大阪市会議員 福田武洋(ふくだたけひろ) オフィシャルブログ(大阪市旭区)

【令和7年2・3月市会 質疑報告5】

 

埼玉県八潮市での陥没事故を踏まえ、全国的にインフラ老朽化について注目が集まっており、明治27年より近代的下水道整備に着手し整備を進めてきた大阪市にとっても今回の件は他人事ではありません。

 

埼玉県での事故は内径4.7mもの大規模な下水管で発生したことから、事故の規模も大きく、復旧にも時間がかかっており、大きな下水管で事故が生じるとその影響は大きいことがわかりました。

 

 

大阪市がこれまでに布設してきた下水道管路は全体延長約4,975㎞のうち標準耐用年数である50年を超過している管路は、およそ半数の約2,460㎞あります。

現在の計画では下水管の大きさに関係なく、10年間で539kmずつ改築していくとのこと。

「そのようなペースで大丈夫なのか?」と質問すると、

 

建設局は

「これまでに標準耐用年数を超過した下水道管路を中心に実施してきた調査結果を分析し劣化予測を行っており、内径600㎜未満のコンクリート管路で平均75年、また、内径600㎜以上のコンクリート管路で平均150年を目途に改築が必要な状態に到達するものと推定をしている」とのことです。

要するに「管路の大きなもの、600mm以上であれば150年は大丈夫」との答弁です。

では埼玉県八潮市の管路の大きさはいくつかというと、内径4.7m。ミリに換算すると4,700mm。

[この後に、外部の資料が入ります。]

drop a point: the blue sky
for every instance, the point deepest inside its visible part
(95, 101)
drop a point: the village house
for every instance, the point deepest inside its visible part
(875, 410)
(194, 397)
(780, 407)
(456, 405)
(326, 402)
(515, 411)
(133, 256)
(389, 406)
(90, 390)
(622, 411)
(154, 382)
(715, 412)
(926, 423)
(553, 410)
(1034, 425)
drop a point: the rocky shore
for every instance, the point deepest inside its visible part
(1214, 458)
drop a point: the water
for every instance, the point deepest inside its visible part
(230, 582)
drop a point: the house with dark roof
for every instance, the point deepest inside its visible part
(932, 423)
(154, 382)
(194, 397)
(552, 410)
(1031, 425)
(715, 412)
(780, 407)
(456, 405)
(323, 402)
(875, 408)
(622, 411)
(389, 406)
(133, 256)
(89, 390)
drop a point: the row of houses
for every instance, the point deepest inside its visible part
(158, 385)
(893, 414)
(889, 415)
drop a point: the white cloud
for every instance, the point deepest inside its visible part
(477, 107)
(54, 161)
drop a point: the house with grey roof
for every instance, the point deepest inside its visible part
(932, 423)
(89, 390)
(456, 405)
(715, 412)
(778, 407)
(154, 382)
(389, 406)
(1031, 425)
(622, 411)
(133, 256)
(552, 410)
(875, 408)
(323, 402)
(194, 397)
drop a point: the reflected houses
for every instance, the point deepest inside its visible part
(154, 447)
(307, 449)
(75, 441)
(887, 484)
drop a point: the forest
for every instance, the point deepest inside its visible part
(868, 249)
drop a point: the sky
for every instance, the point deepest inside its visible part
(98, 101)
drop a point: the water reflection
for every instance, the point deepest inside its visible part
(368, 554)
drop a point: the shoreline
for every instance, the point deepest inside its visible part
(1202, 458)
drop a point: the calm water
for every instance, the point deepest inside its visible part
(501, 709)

150年どころか50年も経過していないのであります。

さらには下水管の状態も定期的に調査しており、補修等が必要な状態ではなかったとのことです。

 

大阪市の見立てで本当に大丈夫なのか?

大阪市は歴史的にも早くから下水道を整備しており、大口径管も多いことから、管路更新には様々な困難な状況があることも承知していますが、現在策定されている「下水道施設管理計画」を柔軟に見直すなど、更新ペースを早めていくよう要望致しました。

 

これまで地震などの災害対策では水道管路の耐震化ばかりが言われてきましたが、能登半島地震での教訓にもあるように、下水管路の老朽化対策は水道管と同様に急務であると言えます。

改築には莫大な費用がかかるため、国の動向も注視しながら、まさに市民の命を守るライフラインである下水管路の更新を早急に進めていく必要があります。